Optimizing VARD for the early modern drama corpus required “forcing” lexical changes to create higher levels of standardization in the dataset. Jonathan Hope gave me editorial principles to follow as we considered what words/patterns VARD should change that it wasn’t. We wanted to standardize prepositions, expand elisions, and preserve verb endings. Unfortunately, preserving Early Modern verb endings (-st, –th) would require an overhaul of VARD’s dictionary.

There were three routes I followed to force standardization: manually selecting variants over others to change confidence scores; marking non-variants as variants and inputting their standardized form; adding words to the dictionary.

For the early modern drama corpus, the VEP team identified two grammatical features for forced standardization. We decided to implement consistent spelling for pronouns, adverbs, and prepositions; and expanding elisions that would interfere with algorithmic analysis, like topic modeling. Granted, more could have been changed, but we erred on the side of caution to see how effective the changes would be overall.

After documenting forced changes, I will discuss their implications for the dataset, which will come in the next entry.

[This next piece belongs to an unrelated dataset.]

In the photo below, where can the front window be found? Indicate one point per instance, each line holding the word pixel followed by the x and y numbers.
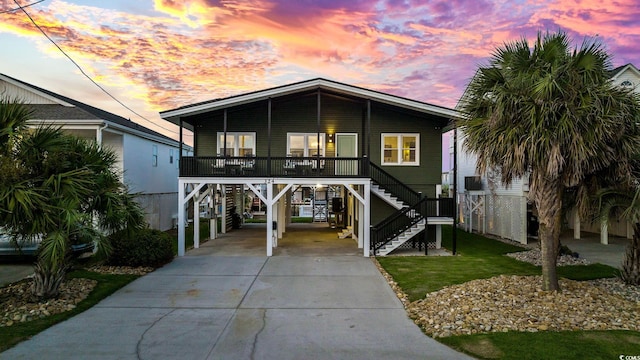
pixel 238 144
pixel 305 144
pixel 401 149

RULES TO FORCE ELISION EXPANSION (read more here)
t’ to_ Start
th’ the_ Start

PRONOUNS AND CONTRACTIONS
hee > he
hir > her
ide > I’d
ile > I’ll
i’le > I’ll
she’s > she’s
shees > she’s
* wee > we

ADVERB CONTRACTIONS
heeres > here’s
heere’s > here’s
theres > there’s
ther’s > there’s
wheres > where’s
where’s > where’s

ADVERBS/PREPOSITIONS
aboue > above
ne’er > never
ne’re > never
nev’r > never
o’er > over
oe’r > over
ope > open
op’n > open

WORDS ADDED TO DICTIONARY: Cupid, Damon, Leander, Mathias, nunc, Paul’s, Piso, qui, quod, tis, twas, twere, twould

MARKED AS VARIANTS FOR CORRECTION: greene > green, lockes > locks, vs > us, wilde > wild

* I will discuss the implications of our decision for wee in the next entry.

VARD Normalization Errors

VARD decently standardizes Early Modern English. Sometimes, though, it makes questionable replacements.

ORIGINAL NORMALIZATION SHOULD BE
all’s ell’s all’s
caus’d cause caused
Cicilia Cicely Cicilia
courtesie curtsy courtesy
diuers divers diverse
hir his her
ile isle I’ll
ist first is’t
kild
killd
kilt killed
maister moister master
maist moist mayst
*nunc nuns nunc
Pauls Pals Paul’s
*qui queen qui
shees shoes she’s
she is
weele weal we’ll
we will
where’s whores where’s
where is

Of course, you will want to check how your VARD installation handles these words. VARD keeps a running list of changes it makes, which silently trains the program as it executes. It is good practice to examine what VARD changes certain words to. Your datasets will be different than mine. These changes are based on blatant errors the VEP team located in the early modern drama corpus. Datasets, based on their content, have different curation needs.

*The dataset we use is interspersed with different languages, especially Latin. I had to add foreign words–like nunc and qui–to the dictionary to prevent skewing the frequency of certain vocabulary.